As they climbed down through the tall walnut tree, Hephaistion called to mind the tale of Semele, beloved of Zeus. He had come in a human shape, but that was not enough for her; she had demanded the embrace of his divine epiphany. It had been too much, she had burned to ashes. He would need to prepare himself for the touch of fire.

It was some weeks before the philosopher arrived; but his presence came before him.

Hephaistion had underrated him. He not only knew the country, but the court, and his knowledge was up-to-date; he had family guest-ties at Pella, and many traveled friends. The King, well aware of this, had written offering to provide, if it seemed of use, a precinct where the Prince and his friends could study undisturbed.

The philosopher read, approvingly, between the lines. The boy was to be taken from his mother’s claws; in return, the father too would let well alone. It was more than he had dared hope; he wrote back promptly, suggesting the Prince and his fellow students be lodged at some distance from the court’s distractions, and adding, as an afterthought, a recommendation of pure upland air. There were no sizable hills within miles of Pella.

On the footslopes of Mount Bermion, west of the Pella plain, was a good house which had gone downhill in the wars.
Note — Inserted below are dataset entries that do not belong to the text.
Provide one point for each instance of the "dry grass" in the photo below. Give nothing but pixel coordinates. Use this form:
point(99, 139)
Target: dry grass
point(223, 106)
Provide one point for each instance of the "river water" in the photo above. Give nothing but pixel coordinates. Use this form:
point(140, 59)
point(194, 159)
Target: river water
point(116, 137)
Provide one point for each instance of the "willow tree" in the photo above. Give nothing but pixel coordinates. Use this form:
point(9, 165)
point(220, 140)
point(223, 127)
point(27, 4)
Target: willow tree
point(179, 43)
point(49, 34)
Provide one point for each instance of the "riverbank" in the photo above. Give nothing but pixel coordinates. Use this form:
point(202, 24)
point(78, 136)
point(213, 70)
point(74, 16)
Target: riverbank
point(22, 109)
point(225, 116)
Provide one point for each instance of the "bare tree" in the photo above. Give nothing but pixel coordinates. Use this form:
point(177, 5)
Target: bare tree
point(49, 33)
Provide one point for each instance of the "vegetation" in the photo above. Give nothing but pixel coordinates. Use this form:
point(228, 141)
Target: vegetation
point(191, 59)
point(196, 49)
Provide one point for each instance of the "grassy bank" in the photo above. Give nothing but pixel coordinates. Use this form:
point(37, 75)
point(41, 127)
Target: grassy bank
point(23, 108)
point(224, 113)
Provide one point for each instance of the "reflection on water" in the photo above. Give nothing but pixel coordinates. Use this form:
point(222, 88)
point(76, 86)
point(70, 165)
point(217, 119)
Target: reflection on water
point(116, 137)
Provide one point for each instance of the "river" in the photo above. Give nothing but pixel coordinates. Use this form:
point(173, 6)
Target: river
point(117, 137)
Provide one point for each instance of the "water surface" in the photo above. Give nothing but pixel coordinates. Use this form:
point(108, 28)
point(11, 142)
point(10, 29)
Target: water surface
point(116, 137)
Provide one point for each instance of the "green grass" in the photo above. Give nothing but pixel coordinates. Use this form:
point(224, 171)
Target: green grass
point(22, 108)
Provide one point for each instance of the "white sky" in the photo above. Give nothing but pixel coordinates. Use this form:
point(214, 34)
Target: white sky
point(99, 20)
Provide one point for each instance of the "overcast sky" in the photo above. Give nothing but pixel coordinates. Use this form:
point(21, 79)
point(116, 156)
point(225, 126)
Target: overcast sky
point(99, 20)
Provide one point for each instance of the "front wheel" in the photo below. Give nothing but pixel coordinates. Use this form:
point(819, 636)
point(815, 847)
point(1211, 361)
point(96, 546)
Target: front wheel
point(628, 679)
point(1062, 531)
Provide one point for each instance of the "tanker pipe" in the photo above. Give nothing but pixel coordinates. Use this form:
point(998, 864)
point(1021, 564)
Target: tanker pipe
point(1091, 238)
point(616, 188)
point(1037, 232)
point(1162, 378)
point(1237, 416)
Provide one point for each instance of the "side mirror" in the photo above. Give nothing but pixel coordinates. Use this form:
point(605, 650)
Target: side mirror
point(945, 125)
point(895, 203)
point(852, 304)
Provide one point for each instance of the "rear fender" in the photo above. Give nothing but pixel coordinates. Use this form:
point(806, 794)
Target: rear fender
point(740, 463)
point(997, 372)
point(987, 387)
Philip bought it, and put it in order. It was more than twenty miles out; it would do very well. He added a wing and a gymnasium; and, since the philosopher had asked for somewhere to walk about, had a garden cleared; nothing formal, a pretty editing of nature, what the Persians called a “paradise.” It was said that the legendary pleasance of King Midas had been thereabouts. Everything flourished there.

These orders given, he sent for his son; his wife would hear of them from her spies within the hour, and somehow twist their meaning to the boy.